Un après-midi, il frappa à la porte, demanda la permission d’entrer et resta debout de l’autre côté de mon bureau, avec des documents à signer. Je les vérifiai et, en me penchant en avant pour apposer ma signature, je le vis se grandir pour jeter discrètement un coup d’œil à mon décolleté. Je ne dis rien. Je signai, lui rendis les papiers et il partit.
Cela ne me laissa pas indifférente. Qu’un gamin d’une vingtaine d’années ose me regarder comme ça, c’était quelque chose que je n’avais plus ressenti depuis bien trop longtemps. Avec sa taille, proche du mètre quatre-vingt-cinq, il n’avait guère pu apercevoir qu’un peu de dentelle entre mes seins. Trop de risques pour si peu de récompense, pensai-je, et cela m’amusa.
Le lendemain matin, en m’habillant, je pensai à lui et me dis : pourquoi pas ? Je choisis l’une de mes robes les plus échancrées sans être une robe de soirée, fuchsia, et dessous un soutien-gorge rose qui contrastait à dessein. Je voulais me sentir belle, ne serait-ce que pour éveiller la curiosité d’un gamin de l’âge de ma fille.
Ce matin-là, la scène se répéta trois fois. La première, je me penchai un peu trop en avant pour signer des chèques, en veillant à ce que sa tête ne me cache pas la vue sur moi-même. La deuxième, il vint me consulter pour une bêtise qu’il aurait pu résoudre tout seul ; je me renversai dans mon fauteuil, ouvrant mon décolleté autant que possible, et il me parlait sans lever les yeux de ma poitrine. La troisième fois, il sut déjà que je l’avais remarqué et que je jouais avec lui.
— Vous avez besoin d’autre chose, Beatriz ? demanda-t-il.
— Pour l’instant, non, répondis-je, savourant la façon dont il tarda à se retourner.
Les jours passèrent et je continuai cette séduction passive. Il ne dissimulait rien quand nous étions seuls, et chaque regard effronté me faisait vibrer intérieurement et me sentir désirée après tant de temps. Roberto, mon mari, n’a jamais été séducteur. Il me baisait quand ça lui prenait, sans préliminaires, jouissait en moi en quatre coups de reins et se tournait pour ronfler. Cela faisait des années qu’il ne m’avait rien dit de gentil, et encore plus longtemps qu’il ne prenait pas la peine de vérifier si j’avais joui ou non.
Un après-midi, après avoir conclu une négociation difficile avec un client de Londres, on m’avisa que le contrat était prêt à être signé chez le notaire.
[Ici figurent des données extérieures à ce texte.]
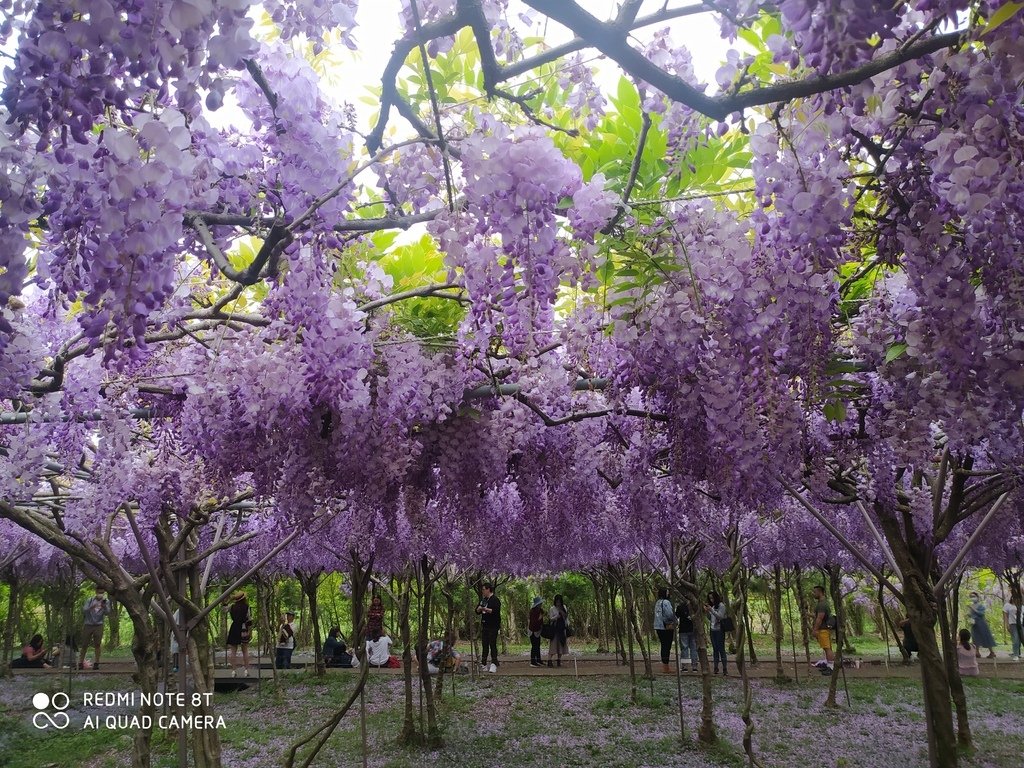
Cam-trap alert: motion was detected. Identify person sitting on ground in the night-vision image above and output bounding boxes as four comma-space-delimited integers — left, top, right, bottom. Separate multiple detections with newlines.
956, 630, 981, 677
324, 627, 355, 668
324, 627, 344, 667
10, 634, 50, 670
427, 639, 462, 675
367, 630, 392, 669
J’avais réussi à faire baisser un prix exorbitant en menaçant d’annuler l’achat d’une série ; au fond, j’aurais accepté son offre initiale si l’on ne m’avait pas traitée avec autant d’arrogance parce que j’étais une femme. J’appelai Mateo par l’interphone et lui demandai de préparer une voiture de fonction pour quatre heures et demie.
À cette heure-là, il m’attendait en bas avec un van noir aux vitres teintées, de ceux que nous utilisons pour aller chercher les artistes. Je m’assis devant, je n’ai jamais aimé être à l’arrière. Je lui donnai l’adresse et il démarra. Pendant le trajet, je l’ignorai, absorbée par les textes modifiés. À l’arrivée, je lui dis de trouver une place et de venir me chercher quand je l’appellerais.
Je sortis de l’étude notariale exultante. J’avais garanti le prix pour de futurs achats, une économie de plusieurs centaines de milliers d’euros. Quand je remontai dans le van, Mateo comprit à mon visage que tout s’était parfaitement passé. J’avais déboutonné un bouton de plus de mon chemisier pour me sentir moins sérieuse. Il regarda mon décolleté, je baissai les yeux pour confirmer ce que je voyais, souris et lui dis de démarrer.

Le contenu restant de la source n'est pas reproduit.